Meridian Bioscience Inc. in Cincinnati said in a Securities and Exchange Commission filing Monday that its chief executive, John A. Kraeutler, plans to sell up to 100,000 shares of his company’s stock in “specified share amounts at specified market prices.” The disclosure was part of a stock trading plan required by the securities regulator.

A state law passed nearly four years ago that requires hospitals to provide extensive quality and pricing information to the Ohio Department of Health is expected to result in a consumer-friendly Web site on New Year’s Day, according to the Columbus Dispatch. The site is called Ohio Hospital Compare and will feature more than 100 quality measures, including mortality and infection rates and how often specific medical procedures are performed at a hospital. There is even information about whether a hospital has a hand-washing program for its health workers.

“This bill is an important step toward strengthening Ohio’s middle class families,” U.S. Sen. Sherrod Brown, an Avon Democrat, said Saturday about improvements to his chamber’s health care reform bill. “When it comes to health insurance, this bill would help those with insurance, those without, and those who fear they won’t have coverage tomorrow. It would immediately reduce insurance premiums for small businesses and over time would reduce the $1,000 hidden tax that every family with insurance now pays to make up for uncompensated care provided to those without insurance.”

Researchers in the molecular genetics, biochemistry and microbiology department at the University of Cincinnati College of Medicine have received $358,323 in federal stimulus funds to upgrade a high-powered spectrometer used in structural biology research, according to a university press release.

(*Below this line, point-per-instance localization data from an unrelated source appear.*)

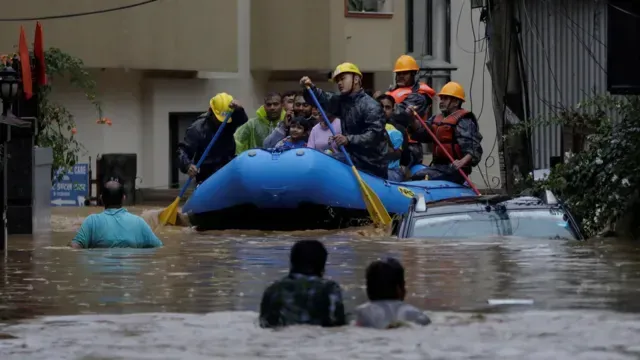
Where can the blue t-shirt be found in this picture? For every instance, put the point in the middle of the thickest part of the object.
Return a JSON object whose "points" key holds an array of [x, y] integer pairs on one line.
{"points": [[116, 228], [396, 142]]}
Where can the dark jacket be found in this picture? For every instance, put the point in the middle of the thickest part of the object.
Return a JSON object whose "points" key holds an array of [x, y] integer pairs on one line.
{"points": [[198, 136], [300, 299], [467, 135], [420, 101], [362, 121]]}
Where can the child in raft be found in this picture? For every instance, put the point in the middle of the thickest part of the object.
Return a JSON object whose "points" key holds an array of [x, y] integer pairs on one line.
{"points": [[298, 135]]}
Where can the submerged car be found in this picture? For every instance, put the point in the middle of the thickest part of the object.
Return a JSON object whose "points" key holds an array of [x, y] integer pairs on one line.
{"points": [[488, 216]]}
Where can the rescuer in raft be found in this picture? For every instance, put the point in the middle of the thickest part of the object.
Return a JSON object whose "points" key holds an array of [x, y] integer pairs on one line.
{"points": [[361, 118], [200, 133], [457, 130], [409, 92]]}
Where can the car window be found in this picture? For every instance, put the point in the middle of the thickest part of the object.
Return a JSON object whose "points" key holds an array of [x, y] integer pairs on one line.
{"points": [[537, 223]]}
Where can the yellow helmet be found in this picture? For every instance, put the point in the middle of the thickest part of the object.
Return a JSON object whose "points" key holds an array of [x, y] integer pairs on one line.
{"points": [[345, 68], [453, 89], [406, 63], [220, 105]]}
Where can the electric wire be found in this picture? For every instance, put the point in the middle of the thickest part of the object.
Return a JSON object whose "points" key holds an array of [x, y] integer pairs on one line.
{"points": [[85, 13]]}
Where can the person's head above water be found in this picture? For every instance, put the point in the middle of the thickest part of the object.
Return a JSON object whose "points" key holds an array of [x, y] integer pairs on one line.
{"points": [[112, 194], [308, 257], [385, 280]]}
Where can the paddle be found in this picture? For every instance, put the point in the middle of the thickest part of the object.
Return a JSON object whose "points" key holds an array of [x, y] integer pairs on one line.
{"points": [[170, 214], [435, 139], [376, 210]]}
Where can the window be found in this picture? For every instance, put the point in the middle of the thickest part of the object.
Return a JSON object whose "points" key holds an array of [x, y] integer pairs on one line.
{"points": [[368, 8], [538, 223], [623, 74]]}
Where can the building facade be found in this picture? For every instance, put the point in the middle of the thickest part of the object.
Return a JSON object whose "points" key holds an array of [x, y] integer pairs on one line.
{"points": [[157, 65]]}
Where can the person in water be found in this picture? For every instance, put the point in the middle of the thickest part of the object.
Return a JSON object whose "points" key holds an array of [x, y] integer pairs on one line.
{"points": [[386, 308], [298, 135], [303, 297], [115, 227]]}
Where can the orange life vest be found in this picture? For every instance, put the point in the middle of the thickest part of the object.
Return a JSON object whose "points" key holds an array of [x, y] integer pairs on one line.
{"points": [[401, 93], [445, 130]]}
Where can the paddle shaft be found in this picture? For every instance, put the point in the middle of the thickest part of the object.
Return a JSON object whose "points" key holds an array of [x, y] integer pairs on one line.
{"points": [[438, 143], [206, 151], [326, 121]]}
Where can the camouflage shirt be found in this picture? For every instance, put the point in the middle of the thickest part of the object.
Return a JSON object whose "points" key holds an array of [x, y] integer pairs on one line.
{"points": [[302, 300], [467, 135]]}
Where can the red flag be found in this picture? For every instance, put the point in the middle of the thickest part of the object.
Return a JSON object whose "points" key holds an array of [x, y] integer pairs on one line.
{"points": [[38, 52], [27, 85]]}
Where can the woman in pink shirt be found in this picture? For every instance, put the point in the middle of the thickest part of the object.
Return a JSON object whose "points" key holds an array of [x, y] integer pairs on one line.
{"points": [[320, 136]]}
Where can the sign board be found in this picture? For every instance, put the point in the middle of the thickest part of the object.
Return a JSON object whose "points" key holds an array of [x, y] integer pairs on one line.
{"points": [[73, 188]]}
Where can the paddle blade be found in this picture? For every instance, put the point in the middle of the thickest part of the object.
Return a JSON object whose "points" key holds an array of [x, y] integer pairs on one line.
{"points": [[170, 214], [376, 210]]}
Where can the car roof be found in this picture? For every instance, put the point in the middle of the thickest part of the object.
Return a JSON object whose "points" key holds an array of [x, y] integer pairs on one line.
{"points": [[479, 203]]}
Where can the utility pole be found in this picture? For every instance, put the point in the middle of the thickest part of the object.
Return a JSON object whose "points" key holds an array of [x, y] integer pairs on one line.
{"points": [[508, 92]]}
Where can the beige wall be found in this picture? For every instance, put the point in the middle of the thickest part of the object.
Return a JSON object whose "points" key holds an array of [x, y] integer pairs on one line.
{"points": [[312, 34], [168, 34]]}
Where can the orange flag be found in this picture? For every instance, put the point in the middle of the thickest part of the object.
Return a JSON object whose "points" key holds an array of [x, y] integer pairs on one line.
{"points": [[38, 52], [27, 85]]}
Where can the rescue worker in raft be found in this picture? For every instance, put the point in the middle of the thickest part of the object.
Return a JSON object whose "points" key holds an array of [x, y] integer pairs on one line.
{"points": [[409, 92], [361, 119], [457, 130], [200, 133]]}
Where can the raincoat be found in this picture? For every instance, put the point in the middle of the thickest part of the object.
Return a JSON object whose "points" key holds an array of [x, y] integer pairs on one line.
{"points": [[362, 121], [252, 134], [469, 139], [197, 138]]}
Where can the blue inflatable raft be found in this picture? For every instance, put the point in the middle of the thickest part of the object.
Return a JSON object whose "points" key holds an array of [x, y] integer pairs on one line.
{"points": [[296, 190]]}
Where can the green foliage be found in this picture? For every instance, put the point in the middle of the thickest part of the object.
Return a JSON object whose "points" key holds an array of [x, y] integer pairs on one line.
{"points": [[602, 183], [57, 127]]}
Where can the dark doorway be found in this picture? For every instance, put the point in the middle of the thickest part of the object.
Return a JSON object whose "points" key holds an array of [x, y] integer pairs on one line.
{"points": [[178, 124]]}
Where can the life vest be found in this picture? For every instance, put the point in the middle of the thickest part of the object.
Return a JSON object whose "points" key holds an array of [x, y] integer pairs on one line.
{"points": [[399, 94], [444, 129], [388, 127]]}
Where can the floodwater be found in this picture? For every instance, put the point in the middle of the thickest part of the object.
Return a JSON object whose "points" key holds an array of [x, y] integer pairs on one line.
{"points": [[197, 297]]}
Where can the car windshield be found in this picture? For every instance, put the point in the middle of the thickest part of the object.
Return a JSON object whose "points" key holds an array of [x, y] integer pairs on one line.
{"points": [[535, 223]]}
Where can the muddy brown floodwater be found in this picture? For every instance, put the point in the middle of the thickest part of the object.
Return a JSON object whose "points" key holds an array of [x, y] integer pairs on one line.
{"points": [[197, 297]]}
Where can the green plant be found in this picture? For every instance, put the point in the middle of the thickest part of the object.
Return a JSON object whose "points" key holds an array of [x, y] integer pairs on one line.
{"points": [[56, 125], [601, 184]]}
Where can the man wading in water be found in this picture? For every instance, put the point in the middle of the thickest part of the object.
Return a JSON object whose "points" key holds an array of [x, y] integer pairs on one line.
{"points": [[115, 227], [361, 118]]}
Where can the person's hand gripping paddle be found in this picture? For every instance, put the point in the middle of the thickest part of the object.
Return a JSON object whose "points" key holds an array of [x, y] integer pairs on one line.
{"points": [[438, 143]]}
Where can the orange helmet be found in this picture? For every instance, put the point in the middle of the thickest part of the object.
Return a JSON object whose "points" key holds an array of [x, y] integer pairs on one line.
{"points": [[406, 63], [452, 89]]}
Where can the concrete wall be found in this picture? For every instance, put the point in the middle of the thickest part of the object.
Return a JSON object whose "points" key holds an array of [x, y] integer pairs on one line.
{"points": [[311, 34], [139, 104]]}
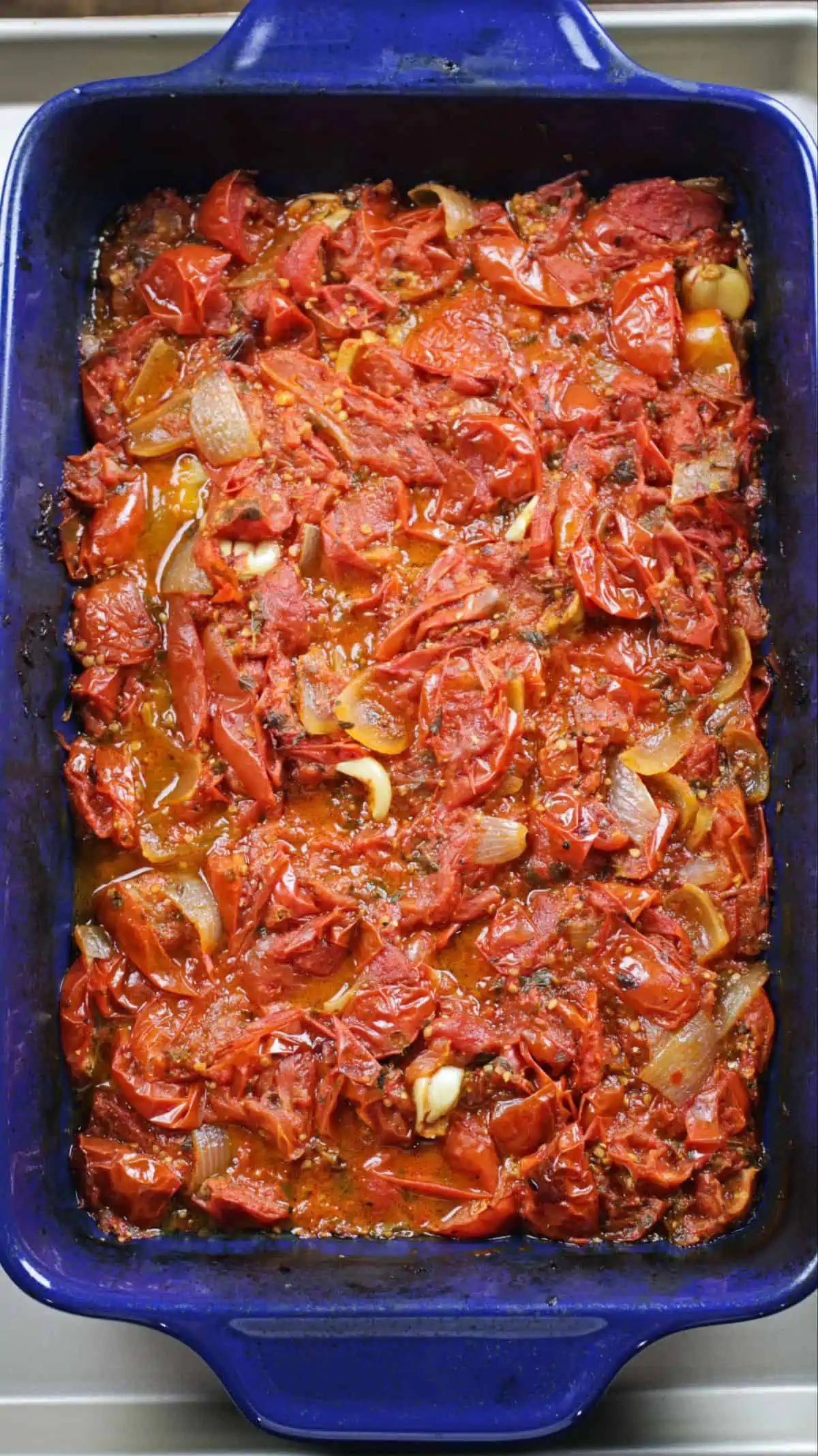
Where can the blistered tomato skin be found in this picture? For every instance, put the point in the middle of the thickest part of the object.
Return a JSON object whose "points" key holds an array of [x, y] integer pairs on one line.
{"points": [[423, 876]]}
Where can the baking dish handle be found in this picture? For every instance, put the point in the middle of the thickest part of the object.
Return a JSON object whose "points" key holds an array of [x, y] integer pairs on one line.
{"points": [[367, 43], [446, 1378]]}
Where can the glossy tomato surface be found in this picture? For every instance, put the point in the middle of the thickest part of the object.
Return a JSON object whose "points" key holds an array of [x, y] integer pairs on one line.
{"points": [[423, 877]]}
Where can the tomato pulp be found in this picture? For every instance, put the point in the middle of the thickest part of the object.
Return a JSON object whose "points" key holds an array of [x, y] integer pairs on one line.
{"points": [[423, 873]]}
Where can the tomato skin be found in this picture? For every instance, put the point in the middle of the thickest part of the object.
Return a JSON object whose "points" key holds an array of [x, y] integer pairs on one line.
{"points": [[112, 625], [706, 345], [459, 341], [102, 791], [302, 266], [222, 216], [501, 450], [133, 1183], [243, 1200], [238, 737], [521, 1126], [114, 529], [76, 1023], [342, 309], [185, 670], [501, 927], [182, 289], [654, 985], [469, 1151], [645, 317], [147, 927], [558, 1196], [392, 1002], [166, 1104], [504, 261]]}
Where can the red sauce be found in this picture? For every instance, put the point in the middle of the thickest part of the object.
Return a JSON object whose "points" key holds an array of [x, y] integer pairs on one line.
{"points": [[423, 871]]}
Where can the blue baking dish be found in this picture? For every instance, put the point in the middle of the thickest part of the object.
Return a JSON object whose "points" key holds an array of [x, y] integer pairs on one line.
{"points": [[412, 1338]]}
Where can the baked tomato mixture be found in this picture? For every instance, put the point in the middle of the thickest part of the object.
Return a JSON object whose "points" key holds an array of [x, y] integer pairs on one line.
{"points": [[423, 873]]}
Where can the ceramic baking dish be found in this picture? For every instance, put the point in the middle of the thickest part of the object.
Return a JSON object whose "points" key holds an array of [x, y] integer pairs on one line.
{"points": [[411, 1338]]}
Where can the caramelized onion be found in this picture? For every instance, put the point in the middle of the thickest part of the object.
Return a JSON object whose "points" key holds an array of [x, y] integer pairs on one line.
{"points": [[314, 698], [459, 210], [178, 572], [750, 763], [632, 804], [521, 522], [159, 373], [682, 797], [164, 430], [378, 781], [265, 267], [366, 717], [211, 1153], [661, 750], [703, 869], [682, 1066], [738, 670], [219, 422], [310, 549], [197, 901], [695, 480], [699, 916], [498, 841], [182, 493], [738, 993], [93, 941]]}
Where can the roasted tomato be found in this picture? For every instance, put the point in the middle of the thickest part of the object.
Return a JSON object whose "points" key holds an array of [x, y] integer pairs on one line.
{"points": [[423, 865]]}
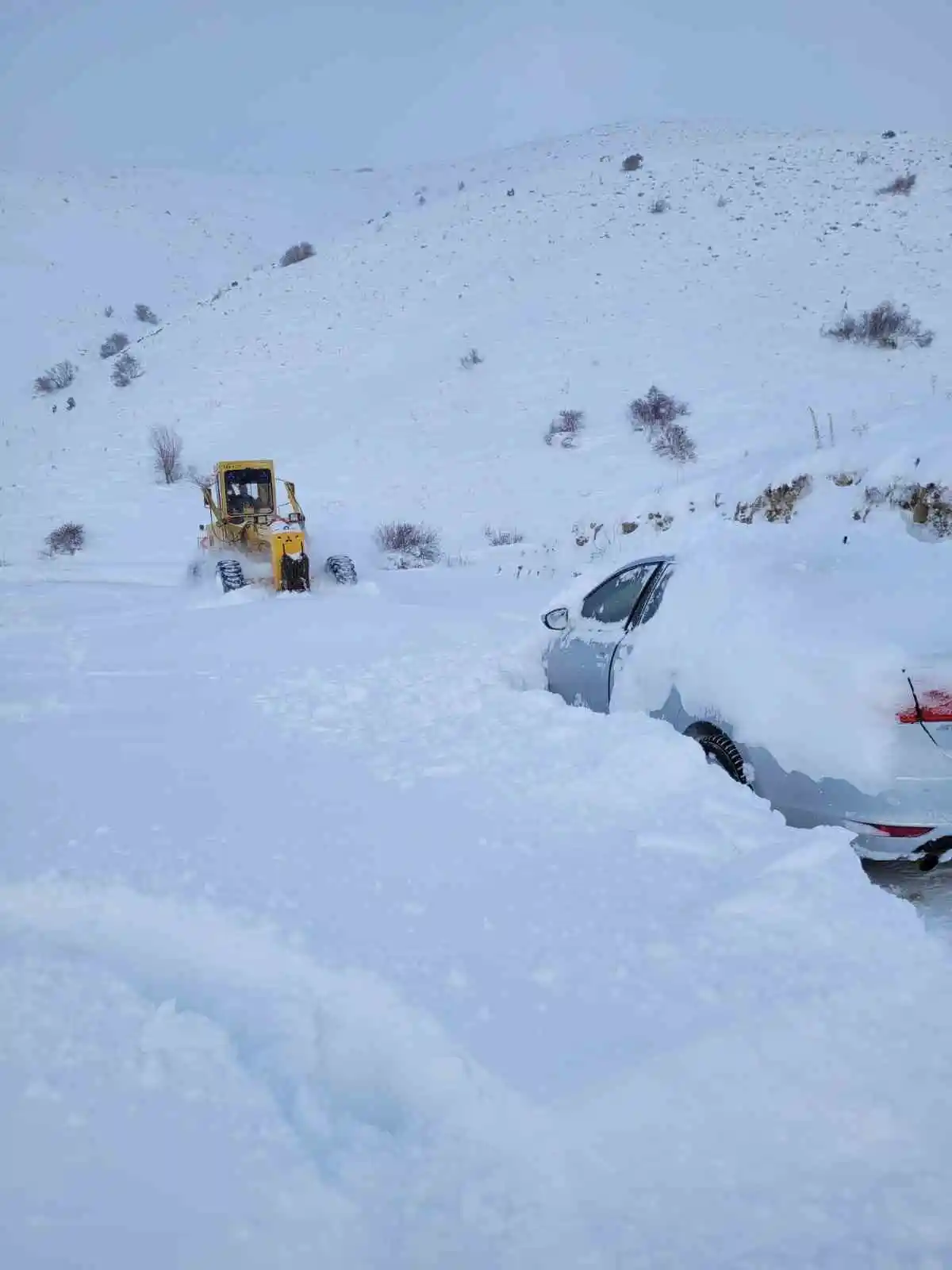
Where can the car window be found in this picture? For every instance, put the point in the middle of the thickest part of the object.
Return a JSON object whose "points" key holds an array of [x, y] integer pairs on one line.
{"points": [[655, 595], [615, 600]]}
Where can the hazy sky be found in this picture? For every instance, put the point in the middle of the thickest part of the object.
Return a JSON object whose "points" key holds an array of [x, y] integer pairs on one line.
{"points": [[283, 86]]}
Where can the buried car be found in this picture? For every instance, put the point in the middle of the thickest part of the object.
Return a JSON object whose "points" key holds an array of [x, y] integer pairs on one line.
{"points": [[896, 806]]}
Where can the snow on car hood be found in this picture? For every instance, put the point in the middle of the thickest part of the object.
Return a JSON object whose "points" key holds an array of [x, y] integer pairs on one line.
{"points": [[800, 641]]}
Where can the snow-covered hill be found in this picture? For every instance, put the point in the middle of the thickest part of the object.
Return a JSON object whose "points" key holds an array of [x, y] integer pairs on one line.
{"points": [[347, 366], [325, 937]]}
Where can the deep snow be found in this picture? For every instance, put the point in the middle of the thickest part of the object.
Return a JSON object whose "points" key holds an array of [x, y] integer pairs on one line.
{"points": [[327, 937], [361, 954]]}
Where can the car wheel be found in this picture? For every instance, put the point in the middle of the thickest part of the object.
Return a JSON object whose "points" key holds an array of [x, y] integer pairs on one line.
{"points": [[719, 749]]}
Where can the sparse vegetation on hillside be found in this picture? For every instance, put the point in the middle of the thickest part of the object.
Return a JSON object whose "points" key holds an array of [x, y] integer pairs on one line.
{"points": [[672, 441], [657, 408], [296, 254], [126, 370], [59, 376], [900, 186], [167, 452], [566, 425], [658, 414], [113, 344], [776, 503], [501, 537], [412, 544], [928, 505], [67, 539], [882, 327]]}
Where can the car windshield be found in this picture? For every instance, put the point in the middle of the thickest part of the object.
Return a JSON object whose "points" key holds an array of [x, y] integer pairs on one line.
{"points": [[249, 491]]}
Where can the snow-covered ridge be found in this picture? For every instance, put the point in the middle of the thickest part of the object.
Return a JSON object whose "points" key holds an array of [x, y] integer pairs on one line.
{"points": [[574, 294]]}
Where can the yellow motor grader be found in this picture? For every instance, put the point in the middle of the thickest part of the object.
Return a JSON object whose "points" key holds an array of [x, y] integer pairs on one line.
{"points": [[254, 539]]}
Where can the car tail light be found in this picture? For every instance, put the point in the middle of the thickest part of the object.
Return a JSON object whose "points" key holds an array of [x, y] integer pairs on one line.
{"points": [[935, 706], [900, 831]]}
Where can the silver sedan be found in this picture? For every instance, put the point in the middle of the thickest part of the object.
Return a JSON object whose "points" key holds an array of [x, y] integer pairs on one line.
{"points": [[592, 645]]}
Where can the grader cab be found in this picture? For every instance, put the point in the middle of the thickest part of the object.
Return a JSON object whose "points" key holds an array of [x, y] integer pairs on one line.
{"points": [[255, 537]]}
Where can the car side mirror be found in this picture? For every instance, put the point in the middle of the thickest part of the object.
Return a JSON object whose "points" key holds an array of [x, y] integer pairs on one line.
{"points": [[556, 619]]}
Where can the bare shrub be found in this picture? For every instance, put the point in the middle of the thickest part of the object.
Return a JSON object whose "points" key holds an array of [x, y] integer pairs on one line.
{"points": [[67, 540], [501, 537], [167, 452], [672, 441], [566, 427], [776, 503], [900, 186], [113, 344], [657, 408], [296, 253], [59, 376], [126, 370], [930, 505], [412, 544], [882, 327]]}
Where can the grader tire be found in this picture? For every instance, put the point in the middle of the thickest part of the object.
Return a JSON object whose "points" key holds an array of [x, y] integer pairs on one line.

The National Institutes of Health grant will be used to replace the console for one of the department’s five nuclear magnetic resonance spectrometers, which allows scientists to determine the three-dimensional structure of molecules and obtain detailed structural pictures of complex proteins.

Lake Health System has named Dr. David Rollins, a vascular surgeon at West Medical Center, and Dr. John Baniewicz, an internist at TriPoint Medical Center, as Physicians of the Year for 2009.

presented by

Mark A. Smith, pathology professor at Case Western Reserve University School of Medicine has been awarded the distinction American Association for the Advancement of Science Fellow. Election as a fellow is an honor bestowed upon AAAS members by their peers.